EARLY RISER WINS.......

 


The study looked at a group of over 5,000 adults and their exercise habits, focusing on when they were most active during the day. They divided the participants into three groups: those who exercised in the morning, midday, or in the evening. They then measured their waist circumference and calculated their BMI, a measure of body weight based on height and weight.

The results showed that even though all participants were classified as overweight, those who exercised in the morning had a lower average BMI (25.9) compared to those who worked out in the midday (27.6) or evening (27.2). Additionally, their waist circumference was smaller, averaging around 36 inches compared to 37-38 inches for the midday and evening exercise groups.

These findings suggest a potential link between morning exercise and weight management. However, it's important to note that this research only shows an association, not a direct cause-and-effect relationship. There may be other factors at play, and more research is needed to confirm the precise reasons behind these results.

One interesting observation was that the morning exercise group, despite spending more time being sedentary, likely had more intense morning workout sessions. This intensity, coupled with healthier eating habits, could explain their better weight management. When you work out in the morning, your body may rely more on fat for energy since carbohydrate stores are lower after an overnight fast.

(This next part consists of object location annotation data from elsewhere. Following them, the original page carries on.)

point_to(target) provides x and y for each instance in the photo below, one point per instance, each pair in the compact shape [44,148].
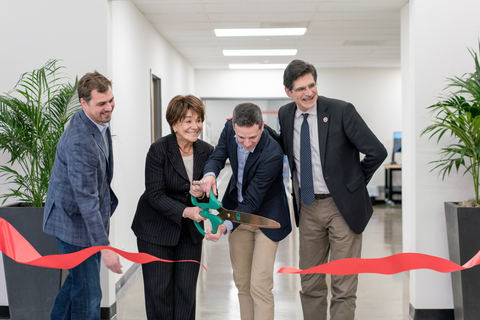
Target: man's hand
[196,190]
[111,261]
[215,236]
[208,183]
[193,213]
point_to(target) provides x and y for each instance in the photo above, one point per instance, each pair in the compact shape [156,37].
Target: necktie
[307,192]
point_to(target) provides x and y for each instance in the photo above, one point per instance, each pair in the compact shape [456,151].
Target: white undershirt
[188,162]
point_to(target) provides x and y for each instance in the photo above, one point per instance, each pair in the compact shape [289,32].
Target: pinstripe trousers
[170,288]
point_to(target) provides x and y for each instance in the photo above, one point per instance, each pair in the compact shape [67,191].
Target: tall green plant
[33,117]
[459,115]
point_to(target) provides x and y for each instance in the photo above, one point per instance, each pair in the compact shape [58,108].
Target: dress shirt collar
[101,127]
[312,111]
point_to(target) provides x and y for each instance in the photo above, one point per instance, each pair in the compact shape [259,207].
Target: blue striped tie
[306,175]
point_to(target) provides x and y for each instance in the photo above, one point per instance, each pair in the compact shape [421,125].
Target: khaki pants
[253,255]
[322,231]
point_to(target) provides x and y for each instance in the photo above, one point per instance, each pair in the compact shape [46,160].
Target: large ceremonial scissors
[225,214]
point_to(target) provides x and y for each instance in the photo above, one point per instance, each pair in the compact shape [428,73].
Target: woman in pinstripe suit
[164,218]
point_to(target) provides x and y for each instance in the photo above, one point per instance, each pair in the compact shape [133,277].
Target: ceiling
[340,33]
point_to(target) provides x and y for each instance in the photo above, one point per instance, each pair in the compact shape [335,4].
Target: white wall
[376,93]
[137,48]
[439,33]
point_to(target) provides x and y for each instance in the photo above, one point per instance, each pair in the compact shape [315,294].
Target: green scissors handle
[212,203]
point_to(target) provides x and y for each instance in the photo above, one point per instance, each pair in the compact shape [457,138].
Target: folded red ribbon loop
[389,265]
[15,246]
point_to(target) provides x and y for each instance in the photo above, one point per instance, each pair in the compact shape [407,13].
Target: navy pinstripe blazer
[79,199]
[158,218]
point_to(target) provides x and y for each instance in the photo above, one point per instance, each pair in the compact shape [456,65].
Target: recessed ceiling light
[257,66]
[257,53]
[252,32]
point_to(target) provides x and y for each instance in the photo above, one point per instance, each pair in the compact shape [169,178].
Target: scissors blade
[247,218]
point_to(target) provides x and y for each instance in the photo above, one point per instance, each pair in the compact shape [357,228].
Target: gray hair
[247,114]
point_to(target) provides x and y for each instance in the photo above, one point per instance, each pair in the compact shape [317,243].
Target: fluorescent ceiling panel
[258,53]
[257,66]
[257,32]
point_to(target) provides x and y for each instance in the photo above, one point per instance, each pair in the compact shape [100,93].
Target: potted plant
[33,116]
[458,116]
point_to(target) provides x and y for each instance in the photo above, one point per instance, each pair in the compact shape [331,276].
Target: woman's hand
[193,213]
[196,190]
[215,236]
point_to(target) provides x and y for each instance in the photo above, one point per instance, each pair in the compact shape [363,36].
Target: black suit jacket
[158,218]
[263,190]
[342,134]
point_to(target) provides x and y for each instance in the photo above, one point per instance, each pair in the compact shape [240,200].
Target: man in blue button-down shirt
[256,186]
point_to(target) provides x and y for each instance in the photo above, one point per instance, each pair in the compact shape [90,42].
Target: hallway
[380,297]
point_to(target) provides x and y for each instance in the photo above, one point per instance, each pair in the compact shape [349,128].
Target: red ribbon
[14,245]
[389,265]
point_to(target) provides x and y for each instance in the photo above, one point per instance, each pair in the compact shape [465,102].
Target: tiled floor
[380,297]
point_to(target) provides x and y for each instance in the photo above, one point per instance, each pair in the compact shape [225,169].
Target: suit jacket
[342,134]
[80,200]
[158,218]
[263,190]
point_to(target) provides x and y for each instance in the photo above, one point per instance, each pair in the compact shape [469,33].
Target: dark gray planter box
[463,234]
[31,290]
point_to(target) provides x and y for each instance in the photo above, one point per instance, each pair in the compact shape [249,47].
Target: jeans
[80,296]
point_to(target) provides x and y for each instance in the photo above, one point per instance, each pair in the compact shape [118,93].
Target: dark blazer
[342,134]
[79,200]
[158,218]
[263,190]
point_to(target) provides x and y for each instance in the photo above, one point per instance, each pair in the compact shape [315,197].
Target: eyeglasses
[303,89]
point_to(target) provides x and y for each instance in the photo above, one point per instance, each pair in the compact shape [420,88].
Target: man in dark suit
[80,201]
[256,186]
[322,138]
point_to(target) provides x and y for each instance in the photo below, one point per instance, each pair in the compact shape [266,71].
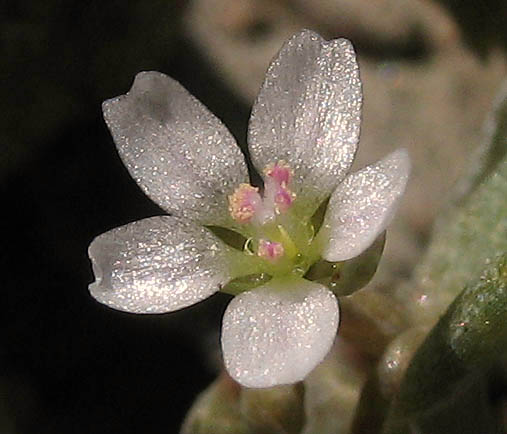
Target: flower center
[278,236]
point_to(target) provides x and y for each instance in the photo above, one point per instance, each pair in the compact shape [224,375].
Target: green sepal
[346,277]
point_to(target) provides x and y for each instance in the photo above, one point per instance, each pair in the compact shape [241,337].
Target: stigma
[270,250]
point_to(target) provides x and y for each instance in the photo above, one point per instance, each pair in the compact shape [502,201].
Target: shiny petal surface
[308,113]
[156,265]
[178,152]
[278,333]
[362,206]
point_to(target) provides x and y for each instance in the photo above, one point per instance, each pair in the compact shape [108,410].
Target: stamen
[280,172]
[244,203]
[270,250]
[277,192]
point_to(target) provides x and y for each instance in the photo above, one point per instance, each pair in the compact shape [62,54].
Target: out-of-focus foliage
[445,387]
[471,232]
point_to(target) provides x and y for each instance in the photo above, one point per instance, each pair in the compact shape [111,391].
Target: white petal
[362,207]
[157,265]
[278,333]
[308,112]
[178,152]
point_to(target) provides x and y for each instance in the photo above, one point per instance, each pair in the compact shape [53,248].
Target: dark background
[67,363]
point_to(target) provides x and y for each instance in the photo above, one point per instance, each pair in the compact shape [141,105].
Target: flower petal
[362,206]
[278,333]
[178,152]
[156,265]
[308,112]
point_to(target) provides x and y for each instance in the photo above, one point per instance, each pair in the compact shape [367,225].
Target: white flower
[303,136]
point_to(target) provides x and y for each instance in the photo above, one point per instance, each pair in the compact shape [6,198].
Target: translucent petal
[278,333]
[156,265]
[308,112]
[178,152]
[362,206]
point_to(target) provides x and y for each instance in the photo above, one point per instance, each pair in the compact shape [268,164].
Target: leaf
[448,370]
[472,231]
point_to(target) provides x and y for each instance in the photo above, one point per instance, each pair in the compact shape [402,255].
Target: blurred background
[430,70]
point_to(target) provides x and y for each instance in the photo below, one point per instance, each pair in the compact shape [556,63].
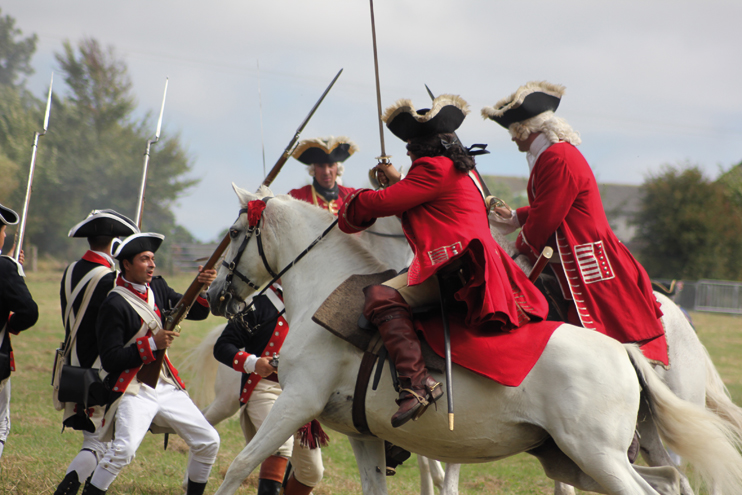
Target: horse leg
[426,477]
[451,480]
[289,413]
[370,456]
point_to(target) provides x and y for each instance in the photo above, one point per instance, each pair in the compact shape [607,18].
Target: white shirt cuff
[250,362]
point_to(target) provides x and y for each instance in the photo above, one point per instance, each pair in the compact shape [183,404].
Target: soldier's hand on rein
[206,277]
[263,367]
[387,174]
[164,338]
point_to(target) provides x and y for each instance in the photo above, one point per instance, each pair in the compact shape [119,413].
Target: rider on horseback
[444,218]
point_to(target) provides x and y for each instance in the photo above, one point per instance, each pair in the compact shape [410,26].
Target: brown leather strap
[359,395]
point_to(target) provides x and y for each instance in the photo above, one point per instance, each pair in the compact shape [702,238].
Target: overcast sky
[648,82]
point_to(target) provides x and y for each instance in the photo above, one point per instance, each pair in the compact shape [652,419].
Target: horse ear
[244,195]
[264,191]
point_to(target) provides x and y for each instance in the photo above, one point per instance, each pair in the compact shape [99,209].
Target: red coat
[444,218]
[308,194]
[611,290]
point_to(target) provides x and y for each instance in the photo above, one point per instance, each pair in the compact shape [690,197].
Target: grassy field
[37,454]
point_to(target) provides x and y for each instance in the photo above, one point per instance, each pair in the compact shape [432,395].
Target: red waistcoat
[444,218]
[308,194]
[610,289]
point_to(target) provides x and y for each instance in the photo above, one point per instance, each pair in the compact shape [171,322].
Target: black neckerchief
[327,194]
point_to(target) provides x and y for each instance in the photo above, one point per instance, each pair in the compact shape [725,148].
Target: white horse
[575,411]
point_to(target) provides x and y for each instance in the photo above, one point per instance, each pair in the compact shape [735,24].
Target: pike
[22,229]
[150,142]
[149,373]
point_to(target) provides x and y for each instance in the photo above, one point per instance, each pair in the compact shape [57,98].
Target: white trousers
[4,412]
[306,462]
[165,406]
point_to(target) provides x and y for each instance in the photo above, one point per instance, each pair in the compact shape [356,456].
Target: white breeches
[306,463]
[164,406]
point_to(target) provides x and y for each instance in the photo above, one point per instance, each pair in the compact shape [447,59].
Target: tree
[15,55]
[688,228]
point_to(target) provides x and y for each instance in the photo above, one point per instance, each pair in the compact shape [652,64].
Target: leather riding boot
[91,489]
[391,314]
[295,487]
[69,485]
[195,488]
[272,472]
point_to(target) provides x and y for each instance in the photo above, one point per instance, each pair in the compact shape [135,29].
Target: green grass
[36,454]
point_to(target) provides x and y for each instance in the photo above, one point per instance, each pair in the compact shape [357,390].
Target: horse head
[246,265]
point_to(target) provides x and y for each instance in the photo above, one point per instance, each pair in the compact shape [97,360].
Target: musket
[149,373]
[384,158]
[479,152]
[150,142]
[290,148]
[22,229]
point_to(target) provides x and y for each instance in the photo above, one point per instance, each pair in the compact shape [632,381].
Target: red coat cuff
[522,214]
[238,363]
[145,351]
[11,329]
[346,216]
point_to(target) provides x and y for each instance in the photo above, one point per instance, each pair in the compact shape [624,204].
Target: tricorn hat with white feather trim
[532,99]
[8,216]
[445,115]
[104,223]
[324,150]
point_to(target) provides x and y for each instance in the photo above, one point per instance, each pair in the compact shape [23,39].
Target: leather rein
[229,291]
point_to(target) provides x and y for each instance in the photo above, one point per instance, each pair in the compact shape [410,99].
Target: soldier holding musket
[18,312]
[129,330]
[85,285]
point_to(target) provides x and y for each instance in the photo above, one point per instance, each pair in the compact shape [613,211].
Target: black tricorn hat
[8,216]
[138,243]
[104,222]
[534,98]
[444,116]
[324,150]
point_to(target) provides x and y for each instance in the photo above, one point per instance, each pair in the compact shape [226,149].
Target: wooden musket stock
[149,373]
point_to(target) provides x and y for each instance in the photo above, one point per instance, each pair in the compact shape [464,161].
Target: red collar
[96,258]
[120,282]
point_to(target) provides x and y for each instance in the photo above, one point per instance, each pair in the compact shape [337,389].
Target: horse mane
[317,220]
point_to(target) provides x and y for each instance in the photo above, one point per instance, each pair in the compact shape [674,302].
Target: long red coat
[308,194]
[444,218]
[611,291]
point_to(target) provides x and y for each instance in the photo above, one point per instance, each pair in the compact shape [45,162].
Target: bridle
[254,211]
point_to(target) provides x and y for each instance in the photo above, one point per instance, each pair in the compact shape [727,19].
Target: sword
[150,142]
[22,229]
[384,158]
[482,151]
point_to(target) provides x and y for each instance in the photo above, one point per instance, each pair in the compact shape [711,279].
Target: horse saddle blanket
[505,357]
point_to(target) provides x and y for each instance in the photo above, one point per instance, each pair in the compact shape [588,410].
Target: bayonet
[150,142]
[290,148]
[149,373]
[22,228]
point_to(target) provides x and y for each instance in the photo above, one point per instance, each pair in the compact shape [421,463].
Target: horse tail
[718,398]
[704,439]
[202,365]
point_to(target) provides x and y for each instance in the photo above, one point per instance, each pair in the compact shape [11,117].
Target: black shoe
[269,487]
[91,489]
[195,488]
[69,485]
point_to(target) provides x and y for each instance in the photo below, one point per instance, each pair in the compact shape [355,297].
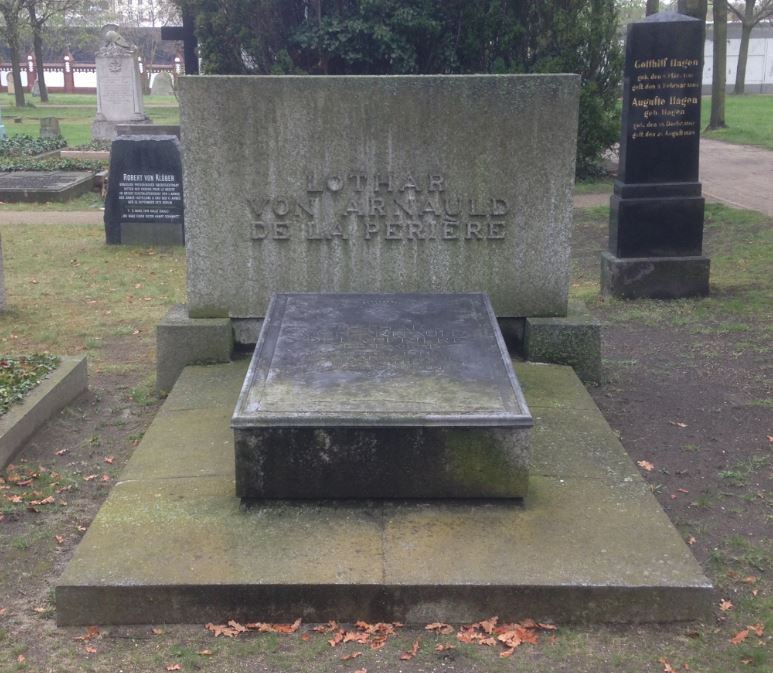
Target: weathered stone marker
[378,184]
[119,88]
[656,220]
[144,204]
[381,396]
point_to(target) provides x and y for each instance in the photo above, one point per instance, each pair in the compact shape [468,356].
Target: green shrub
[20,375]
[24,145]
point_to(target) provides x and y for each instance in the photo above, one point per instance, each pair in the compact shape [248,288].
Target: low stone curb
[62,386]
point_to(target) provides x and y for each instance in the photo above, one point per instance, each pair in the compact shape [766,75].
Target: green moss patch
[20,375]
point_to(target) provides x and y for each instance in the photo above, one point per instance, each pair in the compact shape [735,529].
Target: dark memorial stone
[144,204]
[381,396]
[656,215]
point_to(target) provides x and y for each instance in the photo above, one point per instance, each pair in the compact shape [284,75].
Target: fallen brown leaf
[487,625]
[91,633]
[349,657]
[410,654]
[329,627]
[667,668]
[739,637]
[361,637]
[442,647]
[263,627]
[758,629]
[230,630]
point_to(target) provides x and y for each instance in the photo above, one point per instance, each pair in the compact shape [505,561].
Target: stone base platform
[654,277]
[172,543]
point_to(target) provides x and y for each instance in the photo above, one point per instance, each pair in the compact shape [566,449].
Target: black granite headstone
[656,213]
[144,204]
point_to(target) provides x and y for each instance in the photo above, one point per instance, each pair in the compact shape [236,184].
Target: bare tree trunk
[37,44]
[719,65]
[743,54]
[13,46]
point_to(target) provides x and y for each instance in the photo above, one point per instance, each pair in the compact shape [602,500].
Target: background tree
[12,12]
[40,12]
[749,13]
[424,37]
[719,65]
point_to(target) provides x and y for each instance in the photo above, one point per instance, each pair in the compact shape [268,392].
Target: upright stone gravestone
[163,85]
[656,220]
[144,203]
[416,188]
[119,88]
[413,189]
[49,127]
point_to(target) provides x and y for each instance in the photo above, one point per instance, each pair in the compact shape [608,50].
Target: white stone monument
[119,89]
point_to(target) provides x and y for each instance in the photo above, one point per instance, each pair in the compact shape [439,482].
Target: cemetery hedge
[391,37]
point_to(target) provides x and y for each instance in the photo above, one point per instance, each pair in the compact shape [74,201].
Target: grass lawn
[75,113]
[749,120]
[699,363]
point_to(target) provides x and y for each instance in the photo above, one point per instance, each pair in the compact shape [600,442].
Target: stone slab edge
[574,340]
[182,341]
[21,421]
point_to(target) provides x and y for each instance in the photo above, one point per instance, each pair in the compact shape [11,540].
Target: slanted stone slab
[381,396]
[584,545]
[38,187]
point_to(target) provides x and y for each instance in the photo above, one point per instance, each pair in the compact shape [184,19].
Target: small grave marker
[656,222]
[144,204]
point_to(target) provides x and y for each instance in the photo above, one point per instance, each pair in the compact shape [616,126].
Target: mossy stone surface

Connie Diekman, a nutrition consultant, suggested that while more research is needed to understand the exact mechanisms at work, exercising in the morning may provide benefits such as boosting metabolism and sustaining calorie burn throughout the day. However, she emphasized that the most important thing is to find a time for physical activity that fits your schedule and lifestyle. Consistency in getting at least 150 minutes of physical activity per week is key for maintaining a healthy body, regardless of the time you choose to exercise.